I have the following python script. The deadlock happens when I have 3 MPI ranks. I want to create a subcommunicator for ranks 0 and 1, and another for ranks 1 and 2. This means that rank 1 only needs to know about the first sub communicator, rank 2 needs to know about the second, but rank 1 needs to know about both of them.

However, although rank 1 successfully creates the first communicator, it deadlocks when creating the second.
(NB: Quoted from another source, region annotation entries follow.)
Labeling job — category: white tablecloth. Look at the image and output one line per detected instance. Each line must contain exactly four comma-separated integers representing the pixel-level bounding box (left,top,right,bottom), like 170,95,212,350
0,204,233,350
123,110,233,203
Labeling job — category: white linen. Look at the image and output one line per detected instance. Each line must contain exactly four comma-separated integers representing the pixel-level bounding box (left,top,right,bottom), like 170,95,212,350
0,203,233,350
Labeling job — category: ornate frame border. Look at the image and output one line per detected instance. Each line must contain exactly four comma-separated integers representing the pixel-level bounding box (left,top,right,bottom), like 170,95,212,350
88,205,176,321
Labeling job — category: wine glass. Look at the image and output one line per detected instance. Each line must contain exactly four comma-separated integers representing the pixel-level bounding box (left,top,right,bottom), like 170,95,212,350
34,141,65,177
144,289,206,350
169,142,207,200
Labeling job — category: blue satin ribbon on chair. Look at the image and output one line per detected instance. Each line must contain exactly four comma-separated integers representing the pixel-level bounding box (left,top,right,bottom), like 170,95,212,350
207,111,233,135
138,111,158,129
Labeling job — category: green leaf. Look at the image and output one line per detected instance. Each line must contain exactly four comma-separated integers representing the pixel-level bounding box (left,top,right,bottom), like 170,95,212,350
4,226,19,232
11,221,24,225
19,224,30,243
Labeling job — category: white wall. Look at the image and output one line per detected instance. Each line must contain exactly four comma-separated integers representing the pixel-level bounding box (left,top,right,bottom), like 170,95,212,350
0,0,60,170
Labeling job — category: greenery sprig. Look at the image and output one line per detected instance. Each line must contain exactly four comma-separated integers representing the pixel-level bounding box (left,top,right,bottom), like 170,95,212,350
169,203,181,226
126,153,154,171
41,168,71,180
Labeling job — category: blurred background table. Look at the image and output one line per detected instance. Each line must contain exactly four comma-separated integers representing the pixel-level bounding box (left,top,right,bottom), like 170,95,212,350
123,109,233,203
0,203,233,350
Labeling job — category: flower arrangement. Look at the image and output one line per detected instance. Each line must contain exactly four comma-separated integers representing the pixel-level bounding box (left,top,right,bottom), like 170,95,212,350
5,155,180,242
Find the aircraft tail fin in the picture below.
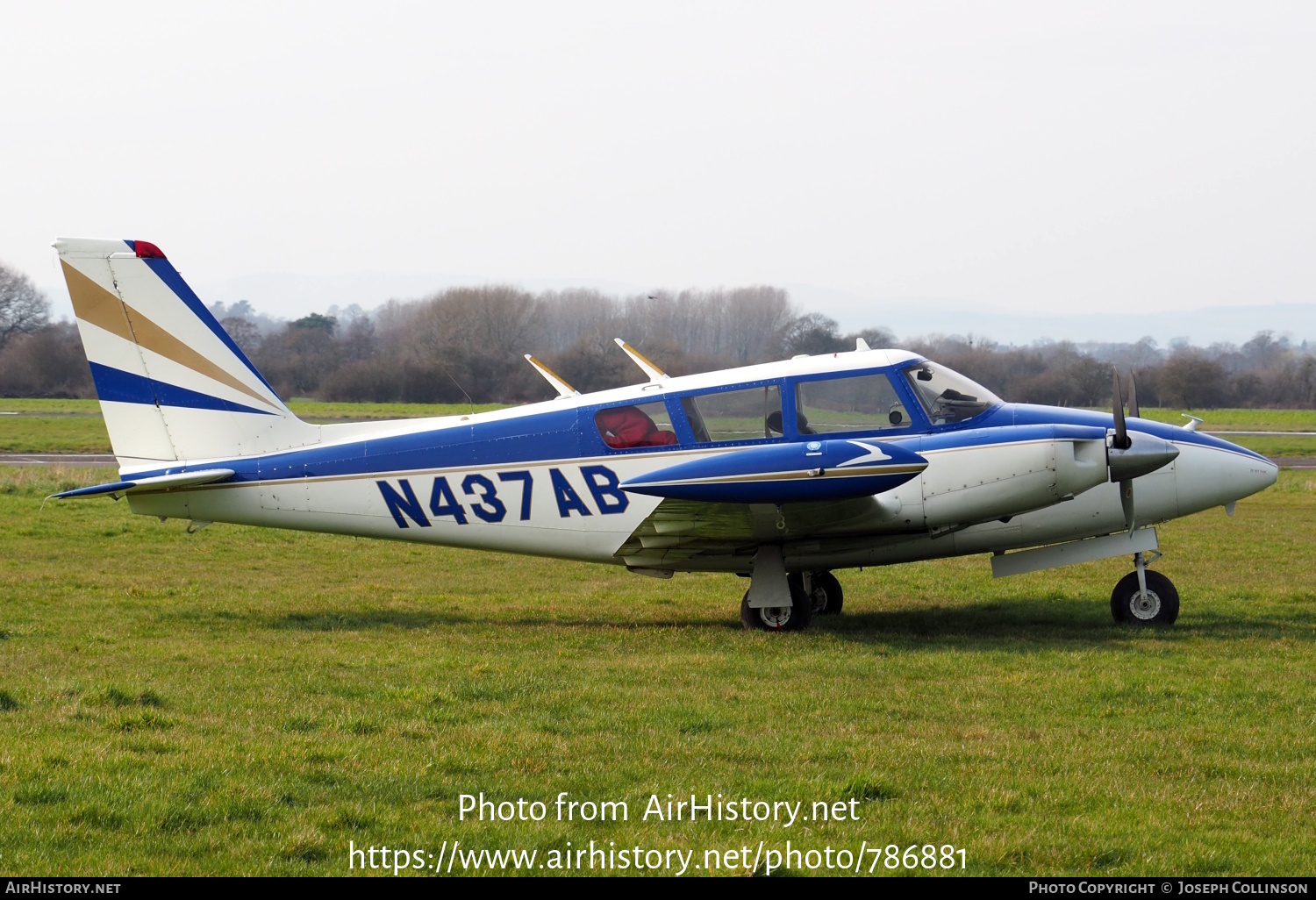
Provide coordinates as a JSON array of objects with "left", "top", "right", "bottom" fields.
[{"left": 54, "top": 239, "right": 320, "bottom": 470}]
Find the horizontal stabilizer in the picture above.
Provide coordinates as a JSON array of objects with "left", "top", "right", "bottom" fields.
[
  {"left": 46, "top": 468, "right": 234, "bottom": 500},
  {"left": 621, "top": 441, "right": 928, "bottom": 503}
]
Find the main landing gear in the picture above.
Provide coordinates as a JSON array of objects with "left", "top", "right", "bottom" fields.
[
  {"left": 741, "top": 573, "right": 845, "bottom": 632},
  {"left": 1111, "top": 553, "right": 1179, "bottom": 628}
]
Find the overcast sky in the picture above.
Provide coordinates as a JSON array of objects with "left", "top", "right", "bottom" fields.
[{"left": 0, "top": 0, "right": 1316, "bottom": 330}]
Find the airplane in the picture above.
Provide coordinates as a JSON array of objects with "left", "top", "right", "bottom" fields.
[{"left": 46, "top": 239, "right": 1278, "bottom": 632}]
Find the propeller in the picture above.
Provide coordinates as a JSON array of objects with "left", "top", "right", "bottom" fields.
[
  {"left": 1105, "top": 370, "right": 1179, "bottom": 534},
  {"left": 1111, "top": 368, "right": 1137, "bottom": 534},
  {"left": 1111, "top": 368, "right": 1134, "bottom": 450}
]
Why is that?

from mpi4py import MPI
from typing import List

world_comm = MPI.COMM_WORLD
world_size = world_comm.Get_size()
world_rank = world_comm.Get_rank()

assert world_size == 3

communicator_ranks = [
    [(0, 1)],
    [(0, 1), (1, 2)],
    [(1, 2)]
]

communicators: List[MPI.Comm] = []
for ranks in communicator_ranks[world_rank]:
    group = world_comm.group.Incl(ranks)
    print(f"rank: {world_rank}, forming communictor for ranks: {ranks}")
    comm = world_comm.Create(group)
    print(f"rank: {world_rank}, forming communictor for ranks: {ranks} -- DONE")
    communicators.append(comm)

world_comm.barrier()
print("all done")

when running mpirun -n 3 python deadlock.py I get the following printout:

> mpirun -n 3 python deadlock.py
rank: 2, forming communictor for ranks: (1, 2)
rank: 1, forming communictor for ranks: (0, 1)
rank: 0, forming communictor for ranks: (0, 1)
rank: 0, forming communictor for ranks: (0, 1) -- DONE
rank: 2, forming communictor for ranks: (1, 2) -- DONE
rank: 1, forming communictor for ranks: (0, 1) -- DONE
rank: 1, forming communictor for ranks: (1, 2)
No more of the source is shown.